A las 11:35 de la mañana uno de los escoltas del exministro Fernando Londoño preguntaba a los agentes de la Policía por la suerte de sus compañeros quienes quedaron heridos. Él fue quien confirmó que en la Clínica Country estaba herido el exministro Londoño, pero no quiso entregar detalles.

Las versiones sobre lo que pasaba iban y venían. Pero nadie confirmaba nada. La indignación llegó hasta la señora María de Reyes propietaria del vehículo de transporte destruido pues ya había pasado una hora y no conocían la suerte del conductor del bus, Humberto Aldana.
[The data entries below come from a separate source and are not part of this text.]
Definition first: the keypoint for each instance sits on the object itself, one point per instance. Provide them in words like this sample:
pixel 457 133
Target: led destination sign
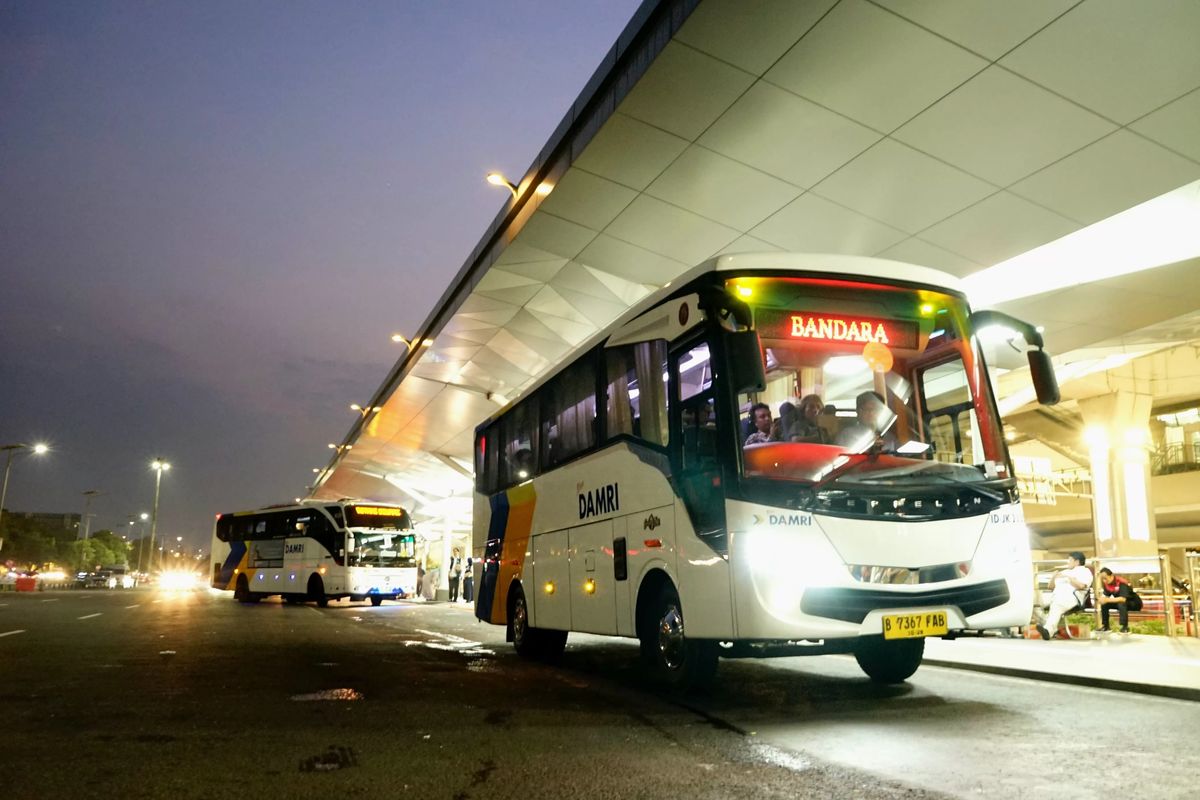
pixel 837 329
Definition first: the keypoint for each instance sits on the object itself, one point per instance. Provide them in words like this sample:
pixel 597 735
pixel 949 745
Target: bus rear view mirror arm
pixel 1045 383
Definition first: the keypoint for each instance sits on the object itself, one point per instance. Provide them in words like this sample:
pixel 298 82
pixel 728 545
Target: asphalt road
pixel 148 695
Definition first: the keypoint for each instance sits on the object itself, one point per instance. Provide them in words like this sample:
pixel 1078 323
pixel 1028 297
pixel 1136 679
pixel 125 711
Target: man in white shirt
pixel 1068 589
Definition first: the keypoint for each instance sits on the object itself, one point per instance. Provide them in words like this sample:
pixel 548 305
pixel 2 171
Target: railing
pixel 1167 459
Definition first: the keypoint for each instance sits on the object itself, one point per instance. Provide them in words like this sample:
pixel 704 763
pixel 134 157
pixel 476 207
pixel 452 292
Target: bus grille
pixel 853 605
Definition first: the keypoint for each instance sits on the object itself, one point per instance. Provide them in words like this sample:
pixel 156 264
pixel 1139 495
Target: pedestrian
pixel 1068 591
pixel 1117 591
pixel 454 573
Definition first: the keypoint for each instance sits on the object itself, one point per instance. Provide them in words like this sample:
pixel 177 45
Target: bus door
pixel 695 437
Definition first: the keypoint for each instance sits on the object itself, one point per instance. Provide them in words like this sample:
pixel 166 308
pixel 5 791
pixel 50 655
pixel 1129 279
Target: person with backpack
pixel 1117 591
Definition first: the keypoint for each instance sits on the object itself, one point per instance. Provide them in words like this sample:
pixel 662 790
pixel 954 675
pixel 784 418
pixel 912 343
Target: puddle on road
pixel 330 695
pixel 335 758
pixel 778 757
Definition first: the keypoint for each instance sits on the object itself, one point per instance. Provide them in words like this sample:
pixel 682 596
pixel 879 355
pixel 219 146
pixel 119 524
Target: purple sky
pixel 214 215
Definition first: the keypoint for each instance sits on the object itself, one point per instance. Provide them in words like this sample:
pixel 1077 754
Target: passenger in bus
pixel 760 415
pixel 807 427
pixel 781 429
pixel 870 426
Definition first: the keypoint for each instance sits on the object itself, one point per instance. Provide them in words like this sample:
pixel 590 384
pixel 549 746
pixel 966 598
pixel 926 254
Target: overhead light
pixel 498 179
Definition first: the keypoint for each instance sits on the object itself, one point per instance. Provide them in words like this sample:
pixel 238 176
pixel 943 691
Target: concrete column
pixel 444 575
pixel 1117 438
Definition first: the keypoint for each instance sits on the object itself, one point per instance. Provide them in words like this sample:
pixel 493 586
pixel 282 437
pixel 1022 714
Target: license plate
pixel 912 626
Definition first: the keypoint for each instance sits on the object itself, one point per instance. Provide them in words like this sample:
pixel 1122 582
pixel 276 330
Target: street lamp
pixel 159 465
pixel 87 511
pixel 12 450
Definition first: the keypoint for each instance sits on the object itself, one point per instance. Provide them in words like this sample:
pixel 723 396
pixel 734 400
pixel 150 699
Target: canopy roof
pixel 958 136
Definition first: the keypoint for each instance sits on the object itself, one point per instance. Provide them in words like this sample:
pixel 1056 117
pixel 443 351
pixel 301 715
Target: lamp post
pixel 10 451
pixel 87 511
pixel 159 465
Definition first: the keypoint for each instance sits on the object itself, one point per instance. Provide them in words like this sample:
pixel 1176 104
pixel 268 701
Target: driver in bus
pixel 870 427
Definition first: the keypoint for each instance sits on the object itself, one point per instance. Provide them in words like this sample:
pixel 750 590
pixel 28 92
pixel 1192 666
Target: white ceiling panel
pixel 1119 59
pixel 814 224
pixel 750 36
pixel 894 184
pixel 684 91
pixel 670 230
pixel 917 251
pixel 629 151
pixel 997 228
pixel 873 66
pixel 749 245
pixel 556 235
pixel 1111 175
pixel 1175 126
pixel 588 199
pixel 1002 127
pixel 630 262
pixel 985 26
pixel 721 188
pixel 784 134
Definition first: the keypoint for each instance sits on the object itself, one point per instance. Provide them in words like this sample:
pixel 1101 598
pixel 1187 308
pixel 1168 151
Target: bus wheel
pixel 677 661
pixel 889 662
pixel 317 591
pixel 533 642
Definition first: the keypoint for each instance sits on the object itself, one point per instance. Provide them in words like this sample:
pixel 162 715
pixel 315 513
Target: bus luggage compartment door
pixel 593 597
pixel 550 593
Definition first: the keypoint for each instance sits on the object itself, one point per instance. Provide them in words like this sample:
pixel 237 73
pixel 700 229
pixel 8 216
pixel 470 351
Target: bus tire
pixel 532 642
pixel 889 662
pixel 317 591
pixel 676 661
pixel 241 593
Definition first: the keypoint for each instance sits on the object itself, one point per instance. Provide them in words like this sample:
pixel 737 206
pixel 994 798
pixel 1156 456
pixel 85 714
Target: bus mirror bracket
pixel 745 361
pixel 1042 373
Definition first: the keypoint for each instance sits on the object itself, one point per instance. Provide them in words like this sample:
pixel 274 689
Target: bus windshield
pixel 868 385
pixel 381 548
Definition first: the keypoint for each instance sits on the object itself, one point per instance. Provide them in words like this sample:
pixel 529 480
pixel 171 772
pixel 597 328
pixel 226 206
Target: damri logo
pixel 785 519
pixel 605 499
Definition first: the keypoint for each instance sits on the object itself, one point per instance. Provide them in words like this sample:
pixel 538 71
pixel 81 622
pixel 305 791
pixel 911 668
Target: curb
pixel 1174 692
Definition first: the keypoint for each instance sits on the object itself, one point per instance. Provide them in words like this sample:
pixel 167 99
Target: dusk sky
pixel 213 216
María, junto a su hija, reclamaron a la Policía el porqué no entregaba información sobre el conductor quien llevaba trabajando ocho años y hacía unas semanas atrás se había pensionado. "No me dejan ir a hablar o ir a mirar, no dejan llegar a nadie". "Es honesto colaborador y compañerista" así describió la hija de María al este hombre que quedó herido.
 
Mientras el personal del CTI recogía datos y hacía la inspección de los cuerpos y partes de los vehículos, a las 12:13 p. m. la Policía de tránsito habilitó la calzada mixta oriental para el paso del Transmilenio. A otros articulados les cambiaron la ruta y los enviaron por la carrera 15.

A esa misma hora y por 40 minutos el alcalde de Bogotá, Gustavo Petro, se reunió con autoridades de la Policía y algunos de sus funcionarios para evaluar la situación. Tras la reunión el alcalde dijo que la policía tenía un video en el cual se ve un transeúnte aparentemente disfrazado con una peluca quien camina entre los carros.

Son las 7:40 de la noche, los vidrios están amontonados en diversos sitios, ya los agentes especiales de la Fiscalía han terminado su labor, los carros afectados ya no hacen parte del paisaje dantesco. Para algunos el miércoles será un día normal, pero para los que vivieron en carne propia el atentado, las imágenes vividas quedarán grabadas para toda la vida.